Twilight Zone: The Movie, written by John Landis, George Clayton Johnson, Richard Matheson, Melissa Mathison, Jerome Bixby, and Robert Garland, based on the TV series created by Rod Serling; directed by John Landis, Steven Spielberg, Joe Dante, and George Miller; starring Vic Morrow, Dan Aykroyd, Albert Brooks, Scatman Crothers, John Lithgow, Kathleen Quinlan, Kevin McCarthy, Nancy Cartwright, Donna Dixon, Abbe Lane, Dick Miller, and Bill Mumy (1983): Veteran TV actor Vic Morrow and two children died while filming the John Landis segment of this movie when a helicopter blade decapitated them thanks to a special-effects explosion that should never have been green-lighted but was because John Landis is a big fucking idiot.
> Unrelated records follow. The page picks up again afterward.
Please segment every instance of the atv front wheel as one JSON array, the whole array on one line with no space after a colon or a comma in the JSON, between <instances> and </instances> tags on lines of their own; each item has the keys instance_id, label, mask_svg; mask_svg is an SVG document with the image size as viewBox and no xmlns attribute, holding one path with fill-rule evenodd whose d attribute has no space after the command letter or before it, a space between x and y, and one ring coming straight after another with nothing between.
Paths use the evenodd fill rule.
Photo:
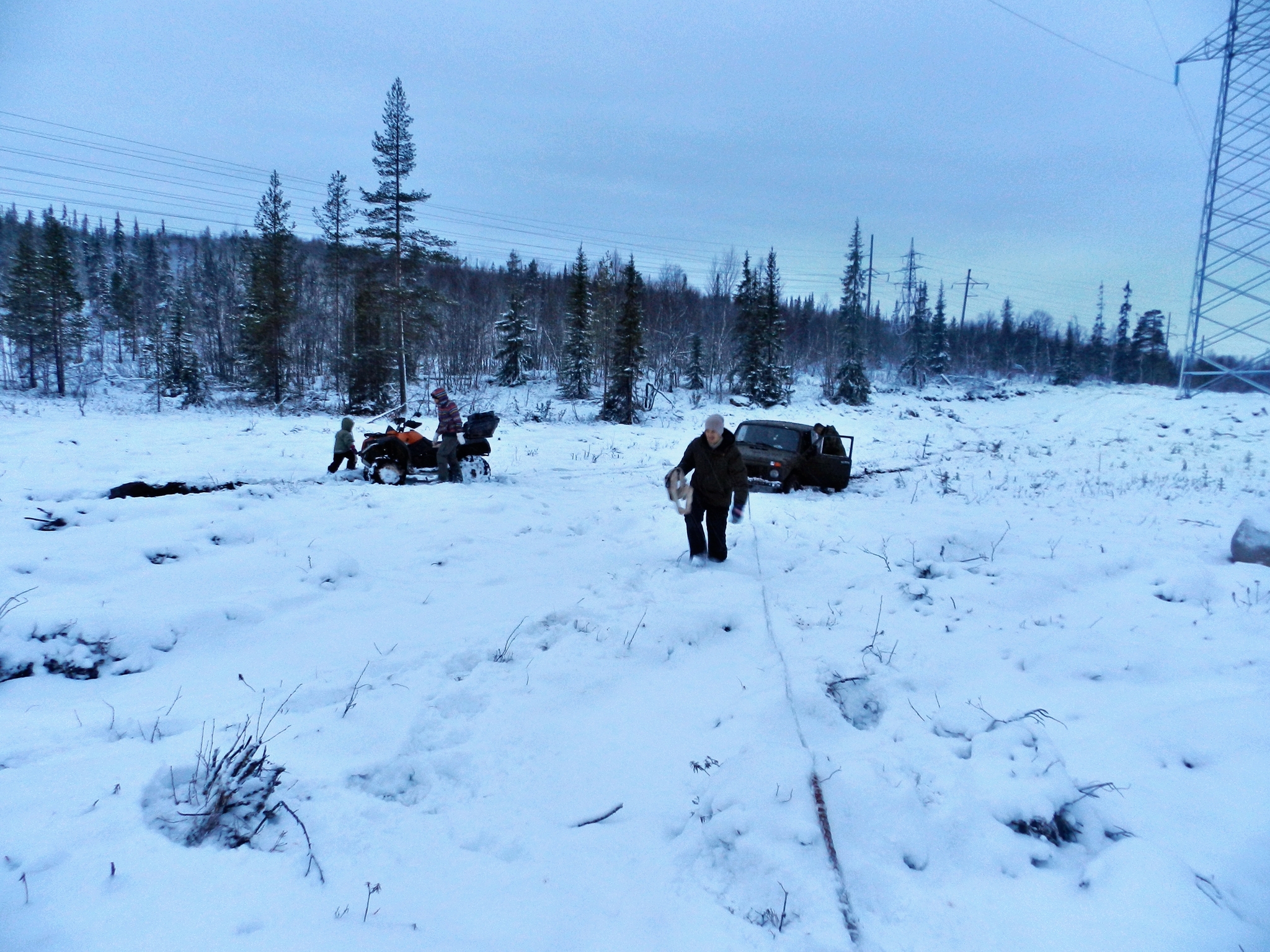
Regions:
<instances>
[{"instance_id":1,"label":"atv front wheel","mask_svg":"<svg viewBox=\"0 0 1270 952\"><path fill-rule=\"evenodd\" d=\"M405 470L391 459L376 459L371 466L371 479L385 486L400 486L405 482Z\"/></svg>"}]
</instances>

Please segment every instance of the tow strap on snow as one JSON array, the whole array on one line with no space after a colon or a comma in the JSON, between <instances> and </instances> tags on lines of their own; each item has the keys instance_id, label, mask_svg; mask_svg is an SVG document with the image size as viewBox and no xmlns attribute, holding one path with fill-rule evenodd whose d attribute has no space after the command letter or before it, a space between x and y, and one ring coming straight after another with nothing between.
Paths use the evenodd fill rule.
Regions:
<instances>
[{"instance_id":1,"label":"tow strap on snow","mask_svg":"<svg viewBox=\"0 0 1270 952\"><path fill-rule=\"evenodd\" d=\"M767 637L772 642L772 650L776 651L776 656L781 661L781 671L785 674L785 701L789 703L790 713L794 716L794 730L798 732L799 744L803 745L803 749L812 758L812 774L808 779L812 784L812 796L815 800L815 819L820 826L820 835L824 838L824 849L829 854L829 866L833 868L833 875L837 880L838 909L842 911L842 923L847 927L847 934L851 937L852 944L855 944L860 941L860 922L851 909L847 881L842 875L842 866L838 863L838 850L833 845L833 830L829 829L829 811L824 805L824 791L820 788L820 777L815 767L815 751L808 745L806 735L803 734L803 722L799 720L798 707L794 704L794 685L790 680L790 668L785 663L785 652L781 651L781 644L776 640L776 630L772 627L772 611L767 600L767 580L763 578L763 560L758 555L758 524L754 519L753 496L751 496L749 506L749 528L754 533L754 562L758 565L758 588L763 594L763 622L767 625Z\"/></svg>"}]
</instances>

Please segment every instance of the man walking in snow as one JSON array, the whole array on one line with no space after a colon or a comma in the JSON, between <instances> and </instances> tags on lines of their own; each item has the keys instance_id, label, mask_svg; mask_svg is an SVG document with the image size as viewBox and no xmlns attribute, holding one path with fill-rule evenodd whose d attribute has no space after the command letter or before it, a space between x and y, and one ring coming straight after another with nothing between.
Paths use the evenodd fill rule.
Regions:
<instances>
[{"instance_id":1,"label":"man walking in snow","mask_svg":"<svg viewBox=\"0 0 1270 952\"><path fill-rule=\"evenodd\" d=\"M345 416L339 423L339 432L335 434L335 456L326 467L326 472L335 472L342 459L348 461L349 470L357 468L357 451L353 449L353 418Z\"/></svg>"},{"instance_id":2,"label":"man walking in snow","mask_svg":"<svg viewBox=\"0 0 1270 952\"><path fill-rule=\"evenodd\" d=\"M721 562L728 557L728 504L732 503L732 520L740 522L749 498L749 480L745 461L737 449L737 438L723 424L723 416L706 418L705 432L688 443L683 459L676 467L681 476L692 473L692 508L683 522L688 529L688 555L700 559L709 553L710 561ZM665 475L667 486L674 470ZM706 532L701 531L705 519Z\"/></svg>"},{"instance_id":3,"label":"man walking in snow","mask_svg":"<svg viewBox=\"0 0 1270 952\"><path fill-rule=\"evenodd\" d=\"M464 432L464 418L458 415L458 406L444 387L432 391L432 402L437 406L437 437L432 440L432 446L437 447L437 481L462 482L458 434Z\"/></svg>"}]
</instances>

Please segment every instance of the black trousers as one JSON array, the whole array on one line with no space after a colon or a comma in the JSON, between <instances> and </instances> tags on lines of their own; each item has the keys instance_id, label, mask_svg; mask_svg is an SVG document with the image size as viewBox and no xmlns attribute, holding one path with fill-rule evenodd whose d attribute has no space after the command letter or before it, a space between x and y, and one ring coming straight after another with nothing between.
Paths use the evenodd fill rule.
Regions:
<instances>
[{"instance_id":1,"label":"black trousers","mask_svg":"<svg viewBox=\"0 0 1270 952\"><path fill-rule=\"evenodd\" d=\"M330 466L326 467L326 472L335 472L339 468L339 461L348 459L348 468L357 468L357 453L352 449L345 449L343 453L335 453L334 458L330 461Z\"/></svg>"},{"instance_id":2,"label":"black trousers","mask_svg":"<svg viewBox=\"0 0 1270 952\"><path fill-rule=\"evenodd\" d=\"M728 506L704 506L698 500L692 500L692 509L683 517L683 522L688 527L688 553L692 556L707 552L706 533L701 531L702 518L705 518L706 529L710 532L710 561L721 562L728 557Z\"/></svg>"}]
</instances>

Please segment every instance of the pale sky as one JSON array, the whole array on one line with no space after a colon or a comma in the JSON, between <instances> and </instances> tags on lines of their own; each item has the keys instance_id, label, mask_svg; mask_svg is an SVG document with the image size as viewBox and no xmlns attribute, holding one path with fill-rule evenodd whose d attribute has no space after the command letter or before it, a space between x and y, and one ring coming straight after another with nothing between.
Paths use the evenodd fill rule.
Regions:
<instances>
[{"instance_id":1,"label":"pale sky","mask_svg":"<svg viewBox=\"0 0 1270 952\"><path fill-rule=\"evenodd\" d=\"M913 239L932 287L968 268L989 282L972 315L1008 294L1087 327L1099 283L1111 312L1129 279L1135 310L1171 311L1177 331L1218 65L1182 67L1179 91L1172 61L1228 5L1002 1L1154 79L989 0L10 0L0 109L249 168L156 165L0 116L0 201L220 232L250 225L257 170L276 168L312 234L315 183L340 169L373 187L400 76L423 223L474 260L516 248L559 267L582 242L704 284L729 248L775 248L786 293L833 305L859 217L879 270L898 277ZM895 293L875 282L885 307Z\"/></svg>"}]
</instances>

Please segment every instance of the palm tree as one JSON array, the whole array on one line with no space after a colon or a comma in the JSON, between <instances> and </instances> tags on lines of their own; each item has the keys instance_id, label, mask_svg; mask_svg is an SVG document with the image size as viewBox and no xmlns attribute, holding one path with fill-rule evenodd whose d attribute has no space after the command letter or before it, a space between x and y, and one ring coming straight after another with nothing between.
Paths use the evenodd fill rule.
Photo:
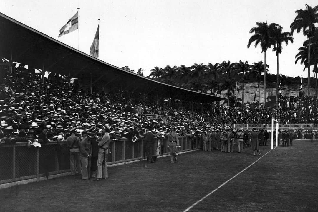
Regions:
<instances>
[{"instance_id":1,"label":"palm tree","mask_svg":"<svg viewBox=\"0 0 318 212\"><path fill-rule=\"evenodd\" d=\"M312 8L308 4L306 4L305 10L297 10L295 13L297 14L294 21L290 25L290 32L292 33L296 30L298 34L302 29L303 32L305 35L305 31L308 28L308 33L307 34L307 38L309 40L309 45L308 45L308 82L307 89L308 95L310 95L309 90L310 82L310 46L311 38L312 36L311 32L315 28L315 24L318 23L318 5Z\"/></svg>"},{"instance_id":2,"label":"palm tree","mask_svg":"<svg viewBox=\"0 0 318 212\"><path fill-rule=\"evenodd\" d=\"M259 83L260 82L260 80L262 78L262 74L264 72L264 67L265 65L263 63L262 61L259 61L258 63L253 63L253 65L251 66L251 71L250 73L251 74L250 76L253 78L256 78L257 81L257 90L258 91L258 101L259 102ZM266 71L268 71L267 68L269 67L269 66L268 65L266 65Z\"/></svg>"},{"instance_id":3,"label":"palm tree","mask_svg":"<svg viewBox=\"0 0 318 212\"><path fill-rule=\"evenodd\" d=\"M232 94L234 93L234 89L238 77L235 65L236 63L231 63L230 60L227 62L223 61L220 64L220 69L225 75L224 82L221 86L221 90L226 90L227 91L225 94L227 96L228 106L230 104L229 98Z\"/></svg>"},{"instance_id":4,"label":"palm tree","mask_svg":"<svg viewBox=\"0 0 318 212\"><path fill-rule=\"evenodd\" d=\"M182 65L177 68L178 74L180 76L180 78L181 79L183 78L186 78L191 72L190 67L186 66L184 65Z\"/></svg>"},{"instance_id":5,"label":"palm tree","mask_svg":"<svg viewBox=\"0 0 318 212\"><path fill-rule=\"evenodd\" d=\"M158 66L156 66L154 67L155 68L150 70L151 72L149 74L149 77L152 76L154 78L156 78L160 77L162 75L163 72L162 68L159 68Z\"/></svg>"},{"instance_id":6,"label":"palm tree","mask_svg":"<svg viewBox=\"0 0 318 212\"><path fill-rule=\"evenodd\" d=\"M209 63L206 67L208 69L205 72L205 75L212 76L213 79L216 79L217 80L218 79L218 75L220 70L220 64L218 63L215 64Z\"/></svg>"},{"instance_id":7,"label":"palm tree","mask_svg":"<svg viewBox=\"0 0 318 212\"><path fill-rule=\"evenodd\" d=\"M189 81L186 85L185 87L187 89L202 92L207 86L204 81L197 79L193 79Z\"/></svg>"},{"instance_id":8,"label":"palm tree","mask_svg":"<svg viewBox=\"0 0 318 212\"><path fill-rule=\"evenodd\" d=\"M230 74L231 77L234 77L235 74L233 73ZM227 106L230 106L230 97L234 94L234 90L235 89L236 82L234 77L226 77L224 79L224 82L221 87L221 90L226 90L225 95L227 96ZM236 90L239 91L239 88L236 87Z\"/></svg>"},{"instance_id":9,"label":"palm tree","mask_svg":"<svg viewBox=\"0 0 318 212\"><path fill-rule=\"evenodd\" d=\"M195 63L191 66L191 69L192 69L191 72L191 76L196 76L197 80L201 76L203 76L205 72L208 70L206 66L203 65L203 63ZM204 79L204 77L203 77L203 79Z\"/></svg>"},{"instance_id":10,"label":"palm tree","mask_svg":"<svg viewBox=\"0 0 318 212\"><path fill-rule=\"evenodd\" d=\"M243 106L244 105L244 83L246 80L246 74L249 71L251 66L248 64L248 61L244 62L241 60L237 63L235 65L238 73L242 73L243 75L241 78L242 81L242 105Z\"/></svg>"},{"instance_id":11,"label":"palm tree","mask_svg":"<svg viewBox=\"0 0 318 212\"><path fill-rule=\"evenodd\" d=\"M268 25L267 23L256 22L257 27L253 27L250 30L250 33L254 33L250 38L247 44L247 48L249 48L252 43L255 41L255 47L259 44L262 48L262 52L264 52L264 66L266 66L266 52L274 43L272 37L275 29L278 25L277 24L272 23ZM265 68L264 68L265 69ZM264 73L264 101L263 107L265 107L266 101L266 72Z\"/></svg>"},{"instance_id":12,"label":"palm tree","mask_svg":"<svg viewBox=\"0 0 318 212\"><path fill-rule=\"evenodd\" d=\"M283 27L280 25L277 27L274 34L273 38L275 40L275 44L273 52L276 52L276 57L277 60L277 73L276 75L276 110L277 110L278 101L278 88L279 80L278 76L279 75L279 71L278 68L278 55L281 53L281 50L283 48L281 45L283 42L286 43L286 45L288 45L288 41L290 41L292 43L294 42L294 39L291 36L293 34L289 32L282 32Z\"/></svg>"},{"instance_id":13,"label":"palm tree","mask_svg":"<svg viewBox=\"0 0 318 212\"><path fill-rule=\"evenodd\" d=\"M168 65L164 68L164 72L165 74L165 77L168 77L169 79L171 79L172 76L176 75L177 71L176 66L174 66L173 67L171 67Z\"/></svg>"},{"instance_id":14,"label":"palm tree","mask_svg":"<svg viewBox=\"0 0 318 212\"><path fill-rule=\"evenodd\" d=\"M136 74L138 75L143 76L143 72L144 71L145 71L145 70L144 69L142 69L141 68L139 68L137 71Z\"/></svg>"}]
</instances>

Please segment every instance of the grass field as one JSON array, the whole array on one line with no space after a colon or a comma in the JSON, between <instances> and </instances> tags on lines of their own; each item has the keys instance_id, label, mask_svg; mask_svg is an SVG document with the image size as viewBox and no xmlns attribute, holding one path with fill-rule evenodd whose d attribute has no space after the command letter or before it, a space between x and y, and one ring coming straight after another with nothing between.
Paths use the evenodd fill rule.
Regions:
<instances>
[{"instance_id":1,"label":"grass field","mask_svg":"<svg viewBox=\"0 0 318 212\"><path fill-rule=\"evenodd\" d=\"M191 211L318 211L318 142L279 146ZM270 147L261 147L262 155ZM143 167L109 167L109 178L68 176L0 190L0 211L182 211L255 161L249 148L196 151Z\"/></svg>"}]
</instances>

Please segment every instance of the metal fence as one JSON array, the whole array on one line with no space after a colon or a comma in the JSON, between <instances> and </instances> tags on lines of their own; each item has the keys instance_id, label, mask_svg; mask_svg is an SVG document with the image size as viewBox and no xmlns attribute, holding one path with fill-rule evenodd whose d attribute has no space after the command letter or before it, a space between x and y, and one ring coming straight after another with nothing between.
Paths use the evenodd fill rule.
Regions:
<instances>
[{"instance_id":1,"label":"metal fence","mask_svg":"<svg viewBox=\"0 0 318 212\"><path fill-rule=\"evenodd\" d=\"M251 129L254 128L257 129L271 129L271 124L226 124L225 126L235 128L243 129ZM276 124L274 124L274 129L276 129ZM318 128L318 124L279 124L279 129L314 129Z\"/></svg>"},{"instance_id":2,"label":"metal fence","mask_svg":"<svg viewBox=\"0 0 318 212\"><path fill-rule=\"evenodd\" d=\"M202 148L201 139L179 137L180 152ZM162 140L162 154L169 154L166 138ZM144 141L122 139L111 142L107 164L140 160L144 154ZM154 148L156 154L156 148ZM26 143L0 145L0 184L70 172L69 154L66 141L51 141L42 147L29 149Z\"/></svg>"}]
</instances>

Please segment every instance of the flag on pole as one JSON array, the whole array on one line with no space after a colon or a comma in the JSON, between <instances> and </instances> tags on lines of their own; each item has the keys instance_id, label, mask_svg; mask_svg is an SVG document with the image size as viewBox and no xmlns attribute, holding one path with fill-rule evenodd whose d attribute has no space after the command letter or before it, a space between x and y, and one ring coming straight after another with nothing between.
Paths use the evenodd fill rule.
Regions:
<instances>
[{"instance_id":1,"label":"flag on pole","mask_svg":"<svg viewBox=\"0 0 318 212\"><path fill-rule=\"evenodd\" d=\"M99 43L99 24L96 31L95 37L94 37L93 43L91 46L91 52L90 53L92 56L96 58L98 57L98 46Z\"/></svg>"},{"instance_id":2,"label":"flag on pole","mask_svg":"<svg viewBox=\"0 0 318 212\"><path fill-rule=\"evenodd\" d=\"M301 79L300 80L300 90L302 90L302 76L301 76Z\"/></svg>"},{"instance_id":3,"label":"flag on pole","mask_svg":"<svg viewBox=\"0 0 318 212\"><path fill-rule=\"evenodd\" d=\"M66 24L62 27L60 30L60 34L58 36L59 38L62 35L68 34L79 28L78 12L76 12L73 17L66 23Z\"/></svg>"}]
</instances>

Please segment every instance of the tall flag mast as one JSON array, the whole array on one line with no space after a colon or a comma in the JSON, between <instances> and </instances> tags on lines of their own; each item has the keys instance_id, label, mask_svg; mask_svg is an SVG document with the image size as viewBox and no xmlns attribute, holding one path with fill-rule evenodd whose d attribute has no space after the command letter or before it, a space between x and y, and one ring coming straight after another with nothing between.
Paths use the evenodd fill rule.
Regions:
<instances>
[{"instance_id":1,"label":"tall flag mast","mask_svg":"<svg viewBox=\"0 0 318 212\"><path fill-rule=\"evenodd\" d=\"M301 79L300 80L300 90L302 90L302 75L301 76Z\"/></svg>"},{"instance_id":2,"label":"tall flag mast","mask_svg":"<svg viewBox=\"0 0 318 212\"><path fill-rule=\"evenodd\" d=\"M98 26L95 33L93 42L91 46L91 51L90 54L92 56L96 58L98 58L98 49L99 45L99 18L98 19Z\"/></svg>"},{"instance_id":3,"label":"tall flag mast","mask_svg":"<svg viewBox=\"0 0 318 212\"><path fill-rule=\"evenodd\" d=\"M79 28L78 26L80 25L80 8L77 8L77 14L78 14L78 17L77 18L78 20L78 33L77 34L78 39L77 39L77 49L78 50L80 50L80 28Z\"/></svg>"}]
</instances>

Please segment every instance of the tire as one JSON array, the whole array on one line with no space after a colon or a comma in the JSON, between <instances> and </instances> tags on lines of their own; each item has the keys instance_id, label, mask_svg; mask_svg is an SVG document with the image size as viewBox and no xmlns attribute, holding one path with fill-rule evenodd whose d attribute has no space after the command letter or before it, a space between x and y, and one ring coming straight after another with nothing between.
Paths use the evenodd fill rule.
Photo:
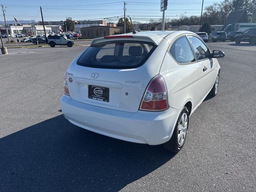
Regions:
<instances>
[{"instance_id":1,"label":"tire","mask_svg":"<svg viewBox=\"0 0 256 192\"><path fill-rule=\"evenodd\" d=\"M71 42L68 42L67 44L67 45L68 47L71 47L73 46L73 44Z\"/></svg>"},{"instance_id":2,"label":"tire","mask_svg":"<svg viewBox=\"0 0 256 192\"><path fill-rule=\"evenodd\" d=\"M216 79L215 80L215 82L214 82L214 84L212 87L212 88L211 90L211 91L209 93L209 96L211 97L214 97L217 95L218 93L218 88L219 86L219 84L220 82L220 73L218 73Z\"/></svg>"},{"instance_id":3,"label":"tire","mask_svg":"<svg viewBox=\"0 0 256 192\"><path fill-rule=\"evenodd\" d=\"M250 40L249 43L253 45L256 44L256 37L252 37Z\"/></svg>"},{"instance_id":4,"label":"tire","mask_svg":"<svg viewBox=\"0 0 256 192\"><path fill-rule=\"evenodd\" d=\"M177 153L182 148L188 133L189 117L188 110L185 106L183 107L179 116L171 139L163 144L166 150Z\"/></svg>"},{"instance_id":5,"label":"tire","mask_svg":"<svg viewBox=\"0 0 256 192\"><path fill-rule=\"evenodd\" d=\"M55 43L54 42L50 42L50 46L52 47L54 47L55 46Z\"/></svg>"},{"instance_id":6,"label":"tire","mask_svg":"<svg viewBox=\"0 0 256 192\"><path fill-rule=\"evenodd\" d=\"M236 43L236 44L240 44L241 41L239 38L236 38L235 39L235 42Z\"/></svg>"}]
</instances>

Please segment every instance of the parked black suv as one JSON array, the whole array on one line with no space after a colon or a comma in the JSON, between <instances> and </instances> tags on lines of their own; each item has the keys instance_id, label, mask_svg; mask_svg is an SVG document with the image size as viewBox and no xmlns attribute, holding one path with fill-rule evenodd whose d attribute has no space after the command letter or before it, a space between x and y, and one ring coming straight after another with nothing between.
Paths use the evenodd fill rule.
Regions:
<instances>
[{"instance_id":1,"label":"parked black suv","mask_svg":"<svg viewBox=\"0 0 256 192\"><path fill-rule=\"evenodd\" d=\"M228 40L234 41L235 40L235 36L238 34L240 34L242 32L242 31L232 31L228 32Z\"/></svg>"},{"instance_id":2,"label":"parked black suv","mask_svg":"<svg viewBox=\"0 0 256 192\"><path fill-rule=\"evenodd\" d=\"M256 44L256 28L250 28L235 37L235 42L239 44L241 42L249 42L251 44Z\"/></svg>"},{"instance_id":3,"label":"parked black suv","mask_svg":"<svg viewBox=\"0 0 256 192\"><path fill-rule=\"evenodd\" d=\"M42 38L41 37L38 37L37 38L34 38L32 40L32 43L34 45L37 45L37 42L38 42L38 44L46 44L46 42L45 41L45 39L44 38Z\"/></svg>"},{"instance_id":4,"label":"parked black suv","mask_svg":"<svg viewBox=\"0 0 256 192\"><path fill-rule=\"evenodd\" d=\"M224 31L212 32L208 37L213 42L217 42L218 41L225 42L227 40L227 34Z\"/></svg>"}]
</instances>

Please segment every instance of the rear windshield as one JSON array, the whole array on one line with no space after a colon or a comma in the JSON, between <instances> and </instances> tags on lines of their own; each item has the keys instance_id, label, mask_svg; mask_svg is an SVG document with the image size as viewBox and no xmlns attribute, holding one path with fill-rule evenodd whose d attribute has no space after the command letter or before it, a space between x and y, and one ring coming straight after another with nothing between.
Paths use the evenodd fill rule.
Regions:
<instances>
[{"instance_id":1,"label":"rear windshield","mask_svg":"<svg viewBox=\"0 0 256 192\"><path fill-rule=\"evenodd\" d=\"M206 35L207 34L206 33L198 33L198 34L199 36L200 35Z\"/></svg>"},{"instance_id":2,"label":"rear windshield","mask_svg":"<svg viewBox=\"0 0 256 192\"><path fill-rule=\"evenodd\" d=\"M77 64L96 68L129 68L140 66L156 46L138 41L104 42L89 47Z\"/></svg>"},{"instance_id":3,"label":"rear windshield","mask_svg":"<svg viewBox=\"0 0 256 192\"><path fill-rule=\"evenodd\" d=\"M218 32L218 35L226 35L226 32Z\"/></svg>"}]
</instances>

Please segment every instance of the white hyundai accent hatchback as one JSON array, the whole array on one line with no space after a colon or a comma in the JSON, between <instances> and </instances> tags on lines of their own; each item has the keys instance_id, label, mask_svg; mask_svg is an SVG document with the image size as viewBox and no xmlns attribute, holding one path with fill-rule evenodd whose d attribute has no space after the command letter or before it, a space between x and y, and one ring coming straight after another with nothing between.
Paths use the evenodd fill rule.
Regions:
<instances>
[{"instance_id":1,"label":"white hyundai accent hatchback","mask_svg":"<svg viewBox=\"0 0 256 192\"><path fill-rule=\"evenodd\" d=\"M94 39L65 74L62 111L88 130L177 152L189 117L217 94L224 56L188 31Z\"/></svg>"}]
</instances>

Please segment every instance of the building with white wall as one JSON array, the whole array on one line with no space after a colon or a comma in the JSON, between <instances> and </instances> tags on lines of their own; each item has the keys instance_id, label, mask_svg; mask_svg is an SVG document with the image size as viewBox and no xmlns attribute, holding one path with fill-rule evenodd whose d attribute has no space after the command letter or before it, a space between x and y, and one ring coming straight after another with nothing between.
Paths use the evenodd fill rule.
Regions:
<instances>
[{"instance_id":1,"label":"building with white wall","mask_svg":"<svg viewBox=\"0 0 256 192\"><path fill-rule=\"evenodd\" d=\"M55 33L60 33L59 31L60 29L61 28L60 26L44 26L45 31L46 34L52 32L52 28L54 28L56 31L59 31L58 32ZM11 35L11 36L14 37L15 34L17 33L31 33L33 35L44 35L44 27L42 25L35 25L31 26L30 25L8 25L7 26L7 30L9 34ZM1 34L6 33L5 26L4 25L0 25L0 31Z\"/></svg>"}]
</instances>

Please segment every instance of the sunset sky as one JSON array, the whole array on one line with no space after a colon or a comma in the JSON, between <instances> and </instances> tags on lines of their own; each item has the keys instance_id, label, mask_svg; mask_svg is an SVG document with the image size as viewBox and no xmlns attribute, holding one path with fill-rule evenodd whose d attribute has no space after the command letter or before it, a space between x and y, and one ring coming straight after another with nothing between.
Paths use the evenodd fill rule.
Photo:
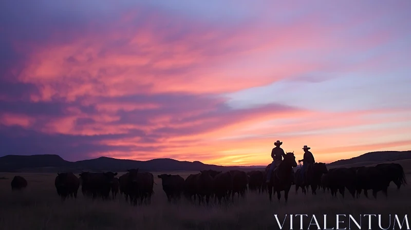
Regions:
<instances>
[{"instance_id":1,"label":"sunset sky","mask_svg":"<svg viewBox=\"0 0 411 230\"><path fill-rule=\"evenodd\" d=\"M3 1L0 156L411 149L411 1Z\"/></svg>"}]
</instances>

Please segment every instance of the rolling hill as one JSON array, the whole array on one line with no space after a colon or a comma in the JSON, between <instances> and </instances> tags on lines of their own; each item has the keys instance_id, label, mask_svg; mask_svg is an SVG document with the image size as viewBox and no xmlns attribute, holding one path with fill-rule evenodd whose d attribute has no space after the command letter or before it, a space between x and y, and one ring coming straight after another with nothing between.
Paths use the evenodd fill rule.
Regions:
<instances>
[{"instance_id":1,"label":"rolling hill","mask_svg":"<svg viewBox=\"0 0 411 230\"><path fill-rule=\"evenodd\" d=\"M349 159L340 160L328 164L333 167L347 165L369 165L387 161L411 159L410 151L385 151L367 152ZM0 157L0 171L124 171L129 168L139 168L142 171L199 171L214 169L228 170L263 169L264 166L223 166L204 164L199 161L180 161L169 158L148 161L118 159L101 157L98 158L76 162L66 161L58 155L31 156L7 155Z\"/></svg>"},{"instance_id":2,"label":"rolling hill","mask_svg":"<svg viewBox=\"0 0 411 230\"><path fill-rule=\"evenodd\" d=\"M399 161L411 159L411 150L380 151L367 152L349 159L340 160L328 164L330 166L359 164L367 163L372 164L378 162Z\"/></svg>"},{"instance_id":3,"label":"rolling hill","mask_svg":"<svg viewBox=\"0 0 411 230\"><path fill-rule=\"evenodd\" d=\"M142 171L197 171L206 169L227 170L238 169L236 166L206 164L199 161L180 161L169 158L148 161L135 161L101 157L70 162L58 155L8 155L0 157L0 171L63 171L82 170L124 171L129 168Z\"/></svg>"}]
</instances>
That the segment, a ham-fisted bit about prejudice, is awful only adds a last insult to the injury.

 

This Hollywood tribute to that mostly unHollywoodish writer-producer Rod Serling and his 1960's TV series is pretty uneven. Well, the Landis segment and the Spielberg segment stink on ice. The Joe Dante sequence and the George Miller sequence are good, owing a lot of that goodness to veteran TZ screenwriter Richard Matheson's screenplays.

 

Dante remakes the famous "It's a Good Life" episode of TZ with a lot less menace and realism but a lot more visual effects zing, while Miller directs a remake of "Nightmare at 20,000 Feet", a great TZ episode starring William Shatner as an airplane passenger who sees something walking on the wing of the plane...at 20,000 feet.

Lithgow's screaming, sweating performance makes Shatner's original turn look restrained by comparison -- the 1980's version now seems much more campy than the original, though it remains fun. Recommended if you skip the first two segments. The Albert Brooks/Dan Aykroyd frame story is pointless, probably because it, too, was written and directed by John Landis, who as I mentioned before is a big fucking idiot.
 

 

Mission: Impossible -- Ghost Protocol, written by Josh Applebaum and Andre Nemec, based on the series created by Bruce Geller; directed by Brad Bird; starring Tom Cruise (Ethan Hunt), Jeremy Renner (Brandt), Simon Pegg (Benji), Paula Patton (Jane), and Michael Nyqvist (Hendricks) (2012): Pretty much every Mission: Impossible movie involves the Impossible Mission Force being disgraced, framed, discarded, and/or hunted by its own employers while nonetheless tracking down the real miscreants.

 
And that's the plot of this movie.

 
The globe-trotting seems more James Bondian than ever, and animation director Brad Bird (The Incredibles, The Iron Giant) makes a nice transition to live-action directing, especially in several snazzy, convoluted action sequences. The movie does invoke Hudson Hawk in its utopian vision of the life-saving power of airbags. And no, that's not how ballistic missiles work during the descent stage. Extra marks for blowing up a landmark I haven't seen blown up in a spy-thriller before. Recommended.